File metadata and controls

86 lines (67 loc) · 3.54 KB

Data Scraping Service

pre-commit pre-commit.ci status

Description

Service asynchronously process user request to add new Open API. In other words, this service processes the content of the Open API file and transforms it into the ASD (API Specification Document) model and sends it next to the storage and update service.

Starting service

The easiest way to start an application is to do it with docker. If you have docker you just need to run a command from the project root docker-compose -f ./docker/docker-compose-dev.yml up -d --build. And docker-compose -f ./docker/docker-compose-dev.yml down to stop.
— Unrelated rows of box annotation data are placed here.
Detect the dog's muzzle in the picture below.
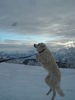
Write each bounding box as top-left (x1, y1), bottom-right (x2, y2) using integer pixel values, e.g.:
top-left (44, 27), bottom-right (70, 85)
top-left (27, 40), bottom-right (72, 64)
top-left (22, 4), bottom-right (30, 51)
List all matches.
top-left (34, 44), bottom-right (37, 48)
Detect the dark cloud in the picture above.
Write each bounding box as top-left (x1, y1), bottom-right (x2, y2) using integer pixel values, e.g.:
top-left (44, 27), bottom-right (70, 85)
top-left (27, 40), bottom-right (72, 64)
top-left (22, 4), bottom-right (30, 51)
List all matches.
top-left (0, 0), bottom-right (75, 38)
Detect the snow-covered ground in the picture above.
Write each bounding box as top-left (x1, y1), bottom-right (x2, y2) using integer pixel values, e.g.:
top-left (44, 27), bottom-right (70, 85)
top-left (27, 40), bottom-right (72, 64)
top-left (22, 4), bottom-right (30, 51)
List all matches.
top-left (0, 63), bottom-right (75, 100)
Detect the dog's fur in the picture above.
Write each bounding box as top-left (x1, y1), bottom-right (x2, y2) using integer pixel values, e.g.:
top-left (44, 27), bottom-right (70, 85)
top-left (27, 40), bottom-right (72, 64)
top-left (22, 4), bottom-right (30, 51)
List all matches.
top-left (34, 43), bottom-right (64, 100)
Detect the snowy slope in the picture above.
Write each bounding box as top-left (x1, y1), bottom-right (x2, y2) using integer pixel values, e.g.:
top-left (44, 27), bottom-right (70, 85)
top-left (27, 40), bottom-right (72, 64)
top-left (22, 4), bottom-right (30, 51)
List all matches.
top-left (0, 63), bottom-right (75, 100)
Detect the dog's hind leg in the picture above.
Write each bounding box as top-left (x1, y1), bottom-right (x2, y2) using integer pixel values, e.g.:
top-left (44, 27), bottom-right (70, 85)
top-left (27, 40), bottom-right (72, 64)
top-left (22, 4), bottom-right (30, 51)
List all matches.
top-left (46, 88), bottom-right (52, 95)
top-left (51, 89), bottom-right (56, 100)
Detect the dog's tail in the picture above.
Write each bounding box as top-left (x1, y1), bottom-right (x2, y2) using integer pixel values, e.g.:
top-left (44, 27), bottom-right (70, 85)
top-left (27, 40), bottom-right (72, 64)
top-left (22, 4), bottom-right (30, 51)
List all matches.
top-left (56, 87), bottom-right (64, 96)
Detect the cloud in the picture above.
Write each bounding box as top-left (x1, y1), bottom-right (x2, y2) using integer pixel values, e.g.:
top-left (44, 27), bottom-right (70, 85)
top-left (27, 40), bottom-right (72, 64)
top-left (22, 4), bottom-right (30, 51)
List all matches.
top-left (0, 0), bottom-right (75, 38)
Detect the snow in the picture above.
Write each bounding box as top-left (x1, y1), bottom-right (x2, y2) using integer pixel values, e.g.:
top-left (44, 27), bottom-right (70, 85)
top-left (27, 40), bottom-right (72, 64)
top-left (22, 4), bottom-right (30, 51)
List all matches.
top-left (0, 63), bottom-right (75, 100)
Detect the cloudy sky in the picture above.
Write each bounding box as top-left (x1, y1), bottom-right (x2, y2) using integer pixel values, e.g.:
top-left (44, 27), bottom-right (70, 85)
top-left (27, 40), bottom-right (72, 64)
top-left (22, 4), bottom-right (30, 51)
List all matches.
top-left (0, 0), bottom-right (75, 51)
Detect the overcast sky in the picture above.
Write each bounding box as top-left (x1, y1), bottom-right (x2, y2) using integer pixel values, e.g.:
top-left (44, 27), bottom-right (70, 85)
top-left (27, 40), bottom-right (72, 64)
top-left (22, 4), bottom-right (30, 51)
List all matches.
top-left (0, 0), bottom-right (75, 51)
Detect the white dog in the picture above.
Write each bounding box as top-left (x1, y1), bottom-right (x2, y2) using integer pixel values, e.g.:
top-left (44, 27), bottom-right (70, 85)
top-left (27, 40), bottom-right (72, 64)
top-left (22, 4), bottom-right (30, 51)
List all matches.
top-left (34, 43), bottom-right (64, 100)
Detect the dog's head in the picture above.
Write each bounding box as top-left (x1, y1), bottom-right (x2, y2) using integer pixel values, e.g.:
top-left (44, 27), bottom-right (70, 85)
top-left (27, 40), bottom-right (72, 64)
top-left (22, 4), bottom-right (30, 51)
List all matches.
top-left (34, 43), bottom-right (46, 53)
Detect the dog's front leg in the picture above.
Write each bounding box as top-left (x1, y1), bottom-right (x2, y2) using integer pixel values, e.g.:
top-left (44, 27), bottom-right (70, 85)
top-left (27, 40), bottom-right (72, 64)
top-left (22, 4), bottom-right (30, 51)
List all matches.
top-left (46, 88), bottom-right (52, 95)
top-left (36, 54), bottom-right (39, 62)
top-left (51, 89), bottom-right (56, 100)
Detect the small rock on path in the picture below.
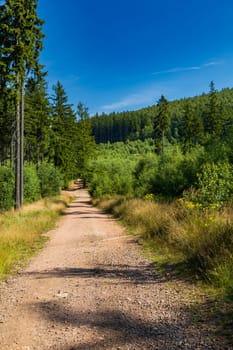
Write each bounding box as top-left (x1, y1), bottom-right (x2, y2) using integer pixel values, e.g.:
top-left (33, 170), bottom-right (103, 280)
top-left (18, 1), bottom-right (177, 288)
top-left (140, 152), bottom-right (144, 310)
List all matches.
top-left (0, 189), bottom-right (230, 350)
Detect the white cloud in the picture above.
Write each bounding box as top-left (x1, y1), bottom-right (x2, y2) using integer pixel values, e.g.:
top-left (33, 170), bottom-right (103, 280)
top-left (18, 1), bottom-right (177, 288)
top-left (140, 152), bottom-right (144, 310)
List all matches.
top-left (100, 85), bottom-right (169, 113)
top-left (152, 61), bottom-right (223, 75)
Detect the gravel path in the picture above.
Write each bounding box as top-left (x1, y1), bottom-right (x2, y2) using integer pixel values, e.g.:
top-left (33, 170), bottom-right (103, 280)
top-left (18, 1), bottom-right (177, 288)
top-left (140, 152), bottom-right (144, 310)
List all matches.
top-left (0, 190), bottom-right (233, 350)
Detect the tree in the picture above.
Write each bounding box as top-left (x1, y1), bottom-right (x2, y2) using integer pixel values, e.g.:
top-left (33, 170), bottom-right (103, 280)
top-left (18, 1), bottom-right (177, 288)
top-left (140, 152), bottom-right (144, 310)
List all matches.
top-left (49, 81), bottom-right (77, 184)
top-left (77, 102), bottom-right (95, 181)
top-left (0, 0), bottom-right (43, 209)
top-left (25, 74), bottom-right (51, 165)
top-left (154, 95), bottom-right (170, 154)
top-left (204, 81), bottom-right (223, 138)
top-left (181, 101), bottom-right (203, 151)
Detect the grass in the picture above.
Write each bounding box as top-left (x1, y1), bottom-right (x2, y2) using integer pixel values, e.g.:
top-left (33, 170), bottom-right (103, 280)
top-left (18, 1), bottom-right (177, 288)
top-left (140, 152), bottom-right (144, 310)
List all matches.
top-left (96, 197), bottom-right (233, 344)
top-left (0, 194), bottom-right (71, 280)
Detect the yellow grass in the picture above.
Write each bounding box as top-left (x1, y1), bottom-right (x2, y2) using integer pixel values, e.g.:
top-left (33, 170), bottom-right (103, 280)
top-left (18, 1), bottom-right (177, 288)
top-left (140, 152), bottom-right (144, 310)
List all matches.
top-left (0, 194), bottom-right (71, 279)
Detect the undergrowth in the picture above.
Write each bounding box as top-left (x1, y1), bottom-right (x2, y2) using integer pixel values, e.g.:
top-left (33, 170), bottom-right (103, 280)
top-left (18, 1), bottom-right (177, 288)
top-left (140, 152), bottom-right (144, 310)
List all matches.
top-left (0, 194), bottom-right (70, 280)
top-left (95, 197), bottom-right (233, 299)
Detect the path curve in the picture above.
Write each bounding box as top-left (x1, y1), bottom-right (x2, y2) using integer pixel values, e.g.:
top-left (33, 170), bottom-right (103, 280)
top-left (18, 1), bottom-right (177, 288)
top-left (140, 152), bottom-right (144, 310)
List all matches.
top-left (0, 189), bottom-right (230, 350)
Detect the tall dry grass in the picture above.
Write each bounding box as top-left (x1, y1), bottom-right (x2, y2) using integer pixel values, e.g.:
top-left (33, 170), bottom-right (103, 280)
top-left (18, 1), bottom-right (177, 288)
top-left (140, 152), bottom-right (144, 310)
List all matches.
top-left (0, 194), bottom-right (70, 279)
top-left (98, 198), bottom-right (233, 297)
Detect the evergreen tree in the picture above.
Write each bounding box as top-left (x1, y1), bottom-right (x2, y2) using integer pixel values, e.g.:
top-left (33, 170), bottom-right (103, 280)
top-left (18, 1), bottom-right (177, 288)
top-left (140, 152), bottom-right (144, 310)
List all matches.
top-left (0, 0), bottom-right (43, 208)
top-left (50, 81), bottom-right (77, 184)
top-left (204, 81), bottom-right (223, 138)
top-left (25, 75), bottom-right (50, 164)
top-left (154, 95), bottom-right (170, 154)
top-left (181, 101), bottom-right (203, 151)
top-left (77, 102), bottom-right (95, 181)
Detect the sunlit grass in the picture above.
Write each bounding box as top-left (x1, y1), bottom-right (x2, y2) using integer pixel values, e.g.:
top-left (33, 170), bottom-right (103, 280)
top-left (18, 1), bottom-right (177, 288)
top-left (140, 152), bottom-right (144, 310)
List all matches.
top-left (96, 198), bottom-right (233, 298)
top-left (0, 194), bottom-right (70, 279)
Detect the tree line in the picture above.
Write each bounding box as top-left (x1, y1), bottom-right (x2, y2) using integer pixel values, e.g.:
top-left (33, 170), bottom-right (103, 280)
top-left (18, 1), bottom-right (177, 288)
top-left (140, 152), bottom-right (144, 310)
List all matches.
top-left (91, 82), bottom-right (233, 153)
top-left (0, 0), bottom-right (94, 208)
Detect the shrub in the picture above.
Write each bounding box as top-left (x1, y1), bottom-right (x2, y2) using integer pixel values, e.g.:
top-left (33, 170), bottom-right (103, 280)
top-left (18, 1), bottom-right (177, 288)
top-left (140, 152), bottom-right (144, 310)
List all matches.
top-left (38, 162), bottom-right (62, 197)
top-left (0, 167), bottom-right (14, 210)
top-left (24, 164), bottom-right (40, 203)
top-left (88, 157), bottom-right (134, 197)
top-left (196, 162), bottom-right (233, 206)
You can observe queues, and send and retrieve messages from queues via the web interface available by the address http://localhost:15672. login/password = guest/guest.

MVP version

  1. Listen for the events with the static links to the open API specification files.
  2. Download & parse openapi specification into a common API specification document(ASD) (view for the UI part).
  3. Send notification to the API gateway if required (depends on the flag; look 'How it works' section)
  4. Post ASD to the result queue.

Communication model

Consume requests with the file urls and notification flag Default listen queue name: data-scraping-asd Request:

{
    "file_url": "https://developer.atlassian.com/cloud/trello/swagger.v3.json",
    "is_notify_user": true
}

If "is_notify_user" is true then this service must post notifications to the separate queue. A notification contains one field with an error model. If an error happens it will contain an error otherwise nil. Default notification queue name: gateway-scrape-notifications Example:

{
    "error": {
        "cause": "file exceed the limit: 5242880",
        "message": "error while processing url"
    }
}

If the parsing process has been completed correctly then the result will be posted to the result queue and delivered to the 'storage and update service' Default result queue name: storage-update-asd The model is too big, so I don't give its description here - see the code for details.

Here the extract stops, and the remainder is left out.